I debated alerting them to my presence, since obviously they would not have spoke so if they knew I was there, and I opened my mouth to warn them so I would not passively violate their privacy. Then I closed my mouth again. After all, I was in full view of all of them. Had they looked anywhere but at each other or their own feet they would have seen me, and that they didn't could hardly be seen as my fault.

Second, they had intruded on me far more than I'd intruded on them, walking along as they were, talking loudly enough that I could could clearly hear their words some fifty feet away. This was in early June, and their racket made the birds around us stop singing, except for one enterprising robin who sang rather angrily at them from the gutter of the Meditation Hall porch roof. A squirrel, who had been ignoring me, lashed its tail--it was obviously used to humans, and not overly concerned, but resented the intrusion. All of us were utterly ignored. A sudden rebellious anger in me insisted that if you ignore me and my solitude, you deserve to be eavesdropped upon.

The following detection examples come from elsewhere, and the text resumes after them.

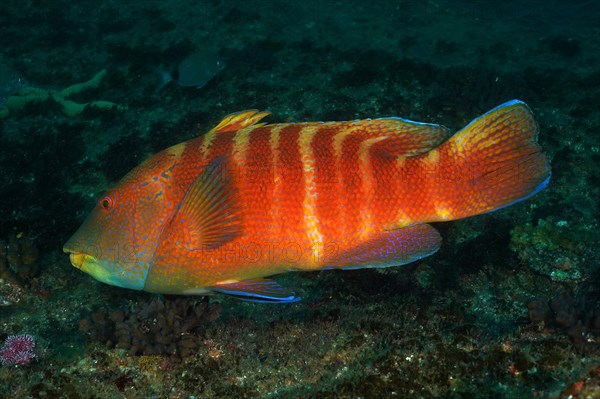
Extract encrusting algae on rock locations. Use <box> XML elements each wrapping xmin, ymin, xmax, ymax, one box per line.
<box><xmin>0</xmin><ymin>69</ymin><xmax>127</xmax><ymax>119</ymax></box>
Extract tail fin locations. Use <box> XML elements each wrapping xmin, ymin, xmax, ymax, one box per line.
<box><xmin>438</xmin><ymin>100</ymin><xmax>551</xmax><ymax>220</ymax></box>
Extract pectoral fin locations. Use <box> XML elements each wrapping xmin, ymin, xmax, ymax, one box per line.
<box><xmin>166</xmin><ymin>156</ymin><xmax>242</xmax><ymax>251</ymax></box>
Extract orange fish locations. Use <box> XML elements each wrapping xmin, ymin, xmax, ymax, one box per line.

What were they saying? Some confused, multivoiced chorus of the following:

"Daniel? He's kind of creepy, isn't he? I mean, he's so quiet, you can't tell what he's thinking. No, I've talked to him, he's a really nice guy. It's not that he's mean, or anything like that, it's just that it seems like he's always watching everything. He notices everything. That's the creepy part. I think it's cool. He's like some magic forest creature. Exactly, that's why you should sign up for some of his classes. I mean, if you find a magic forest creature, don't you want to ask it questions?"

And I smiled. My resolve to not reveal myself intensified. After all, I didn't want to disappoint them.